Glioblastoma multiforme (GBM) is one of the most aggressive malignancies in the central nervous system (CNS), mainly occurring in male adult patients. Despite the range of available treatment strategies, this tumour continues to carry a poor prognosis, largely due to therapy resistance and tumour recurrence, with a median survival ranging from 10 to 14 months. Therefore, evaluating new therapeutic strategies for eliminating cancer cells and limiting the survival of drug-resistant clones is crucial. In this context, induction of Ferroptosis could prove to be a new promising perspective. Ferroptosis has been recently discovered as a new type of programmed cell death which is characterised by the iron-dependent accumulation of lethal lipid peroxides that, through a series of mechanisms, can disrupt the redox balance of cancer cells. This type of cell death is studied as a new therapeutic strategy for many types of tumours since their deep dependence on redox homeostasis and their dysregulated iron metabolism make them possibly susceptible to Ferroptosis. In this thesis, using a novel synthesised AKR1C3 inhibitor, we evaluated AKR1C3 enzyme inhibition as a possible mechanism to enhance GBM cells' susceptibility towards ferroptosis induced by Ferroptosis Inducers (FINs). AKR1C3 indeed belongs to a large family of NADPH-dependent oxidoreductases, whose main aim is to reduce toxic aldehydes and ketone species to the corresponding primary and secondary alcohols.

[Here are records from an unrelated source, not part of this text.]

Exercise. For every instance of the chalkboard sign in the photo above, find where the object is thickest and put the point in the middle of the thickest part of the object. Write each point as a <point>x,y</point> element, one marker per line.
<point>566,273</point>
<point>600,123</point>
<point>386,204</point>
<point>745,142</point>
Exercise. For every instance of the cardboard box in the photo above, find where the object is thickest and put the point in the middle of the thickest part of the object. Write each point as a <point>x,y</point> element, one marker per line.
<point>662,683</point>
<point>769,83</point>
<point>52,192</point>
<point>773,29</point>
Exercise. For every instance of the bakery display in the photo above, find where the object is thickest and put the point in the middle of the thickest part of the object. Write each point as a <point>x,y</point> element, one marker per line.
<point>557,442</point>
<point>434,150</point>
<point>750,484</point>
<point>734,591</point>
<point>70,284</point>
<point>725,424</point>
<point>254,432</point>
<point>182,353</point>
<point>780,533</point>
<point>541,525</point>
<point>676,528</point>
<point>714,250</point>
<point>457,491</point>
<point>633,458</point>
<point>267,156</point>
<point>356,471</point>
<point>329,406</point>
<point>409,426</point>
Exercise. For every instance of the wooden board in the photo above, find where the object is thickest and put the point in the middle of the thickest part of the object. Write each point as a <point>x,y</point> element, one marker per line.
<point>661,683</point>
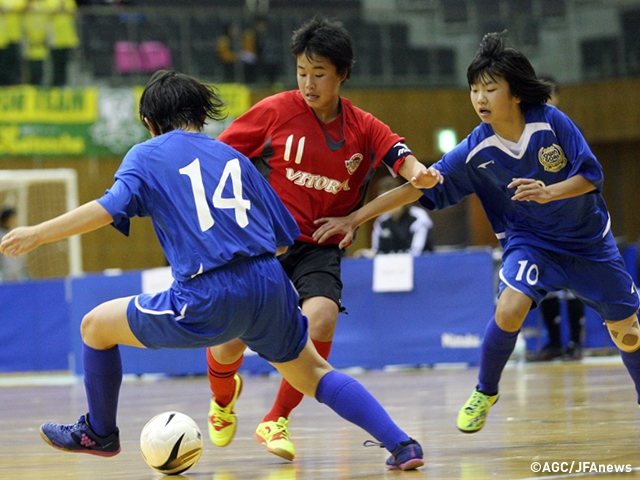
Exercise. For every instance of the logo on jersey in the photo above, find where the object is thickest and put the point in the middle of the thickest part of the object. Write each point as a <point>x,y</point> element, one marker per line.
<point>552,158</point>
<point>319,182</point>
<point>353,163</point>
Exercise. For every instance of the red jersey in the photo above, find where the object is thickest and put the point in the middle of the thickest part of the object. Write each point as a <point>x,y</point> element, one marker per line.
<point>317,170</point>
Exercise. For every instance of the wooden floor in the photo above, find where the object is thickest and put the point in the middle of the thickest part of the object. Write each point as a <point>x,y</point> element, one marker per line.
<point>583,413</point>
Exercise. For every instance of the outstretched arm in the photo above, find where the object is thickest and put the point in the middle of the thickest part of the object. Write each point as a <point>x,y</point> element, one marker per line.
<point>530,190</point>
<point>418,175</point>
<point>395,198</point>
<point>86,218</point>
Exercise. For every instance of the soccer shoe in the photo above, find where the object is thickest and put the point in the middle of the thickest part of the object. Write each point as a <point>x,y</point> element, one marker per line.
<point>472,416</point>
<point>406,456</point>
<point>80,437</point>
<point>275,437</point>
<point>222,420</point>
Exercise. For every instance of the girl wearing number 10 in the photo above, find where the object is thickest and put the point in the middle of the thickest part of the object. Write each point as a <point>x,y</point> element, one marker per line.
<point>220,225</point>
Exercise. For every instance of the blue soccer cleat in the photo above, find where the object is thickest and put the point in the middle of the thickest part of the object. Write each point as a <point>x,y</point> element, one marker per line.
<point>80,438</point>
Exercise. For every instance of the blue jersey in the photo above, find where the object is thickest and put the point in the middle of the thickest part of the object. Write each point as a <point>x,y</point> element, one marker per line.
<point>550,150</point>
<point>209,205</point>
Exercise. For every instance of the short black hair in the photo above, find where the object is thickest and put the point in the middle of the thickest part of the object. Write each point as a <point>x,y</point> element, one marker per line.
<point>173,100</point>
<point>322,37</point>
<point>495,59</point>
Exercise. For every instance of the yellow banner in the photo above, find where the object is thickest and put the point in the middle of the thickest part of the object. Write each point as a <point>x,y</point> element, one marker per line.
<point>26,104</point>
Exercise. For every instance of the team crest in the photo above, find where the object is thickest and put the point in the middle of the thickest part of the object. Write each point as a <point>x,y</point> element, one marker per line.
<point>353,163</point>
<point>552,158</point>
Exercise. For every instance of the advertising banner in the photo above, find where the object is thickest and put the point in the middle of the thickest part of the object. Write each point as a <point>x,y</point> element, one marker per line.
<point>85,121</point>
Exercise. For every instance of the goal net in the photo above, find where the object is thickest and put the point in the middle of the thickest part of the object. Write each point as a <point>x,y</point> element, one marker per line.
<point>39,195</point>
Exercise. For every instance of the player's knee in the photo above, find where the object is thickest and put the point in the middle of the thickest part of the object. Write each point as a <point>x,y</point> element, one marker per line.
<point>87,328</point>
<point>625,333</point>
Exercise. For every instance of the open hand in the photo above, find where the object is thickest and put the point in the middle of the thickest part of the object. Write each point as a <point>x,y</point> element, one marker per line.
<point>428,178</point>
<point>19,240</point>
<point>529,190</point>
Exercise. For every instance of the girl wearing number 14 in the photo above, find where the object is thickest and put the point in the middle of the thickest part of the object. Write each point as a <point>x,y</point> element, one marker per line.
<point>220,225</point>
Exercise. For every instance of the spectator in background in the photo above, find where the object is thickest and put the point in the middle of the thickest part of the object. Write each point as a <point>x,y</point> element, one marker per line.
<point>404,229</point>
<point>11,268</point>
<point>63,37</point>
<point>238,46</point>
<point>11,70</point>
<point>36,50</point>
<point>550,307</point>
<point>269,51</point>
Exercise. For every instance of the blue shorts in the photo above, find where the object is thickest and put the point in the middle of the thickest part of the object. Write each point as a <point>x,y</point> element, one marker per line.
<point>606,287</point>
<point>251,299</point>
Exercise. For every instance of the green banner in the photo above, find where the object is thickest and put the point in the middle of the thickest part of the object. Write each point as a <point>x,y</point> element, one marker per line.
<point>88,121</point>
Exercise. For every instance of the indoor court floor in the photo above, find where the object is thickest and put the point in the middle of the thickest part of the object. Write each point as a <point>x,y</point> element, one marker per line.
<point>555,416</point>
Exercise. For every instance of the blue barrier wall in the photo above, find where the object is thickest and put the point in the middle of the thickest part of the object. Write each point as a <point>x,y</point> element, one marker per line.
<point>441,321</point>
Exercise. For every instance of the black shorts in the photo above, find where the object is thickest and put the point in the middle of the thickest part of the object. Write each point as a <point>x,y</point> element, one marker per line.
<point>314,270</point>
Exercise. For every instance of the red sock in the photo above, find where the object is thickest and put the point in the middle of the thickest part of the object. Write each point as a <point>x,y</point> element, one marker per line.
<point>288,397</point>
<point>221,379</point>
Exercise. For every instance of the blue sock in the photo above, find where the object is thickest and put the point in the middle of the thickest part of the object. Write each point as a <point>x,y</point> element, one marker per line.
<point>102,380</point>
<point>496,349</point>
<point>349,399</point>
<point>632,362</point>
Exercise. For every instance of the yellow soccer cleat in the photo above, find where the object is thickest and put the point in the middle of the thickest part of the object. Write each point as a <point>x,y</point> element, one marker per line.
<point>472,416</point>
<point>222,420</point>
<point>275,437</point>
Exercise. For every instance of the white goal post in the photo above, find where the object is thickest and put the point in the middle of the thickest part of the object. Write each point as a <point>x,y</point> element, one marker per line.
<point>38,195</point>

The combination of this new molecule with FINs resulted in a significant decrease in cell viability with respect to single treatments, as for increased lipid peroxidation and iron accumulation in cellular membranes, which are both hallmarks of ferroptosis. Additionally, the potential involvement of the autophagic pathway is evaluated. In conclusion, our findings offer novel evidence that GBM cells become more susceptible to ferroptosis induced by traditional FINs when AKR1C3 is pharmacologically inhibited, thus representing a new alternative pathway that could be exploited to overcome therapy resistance in GBM cells.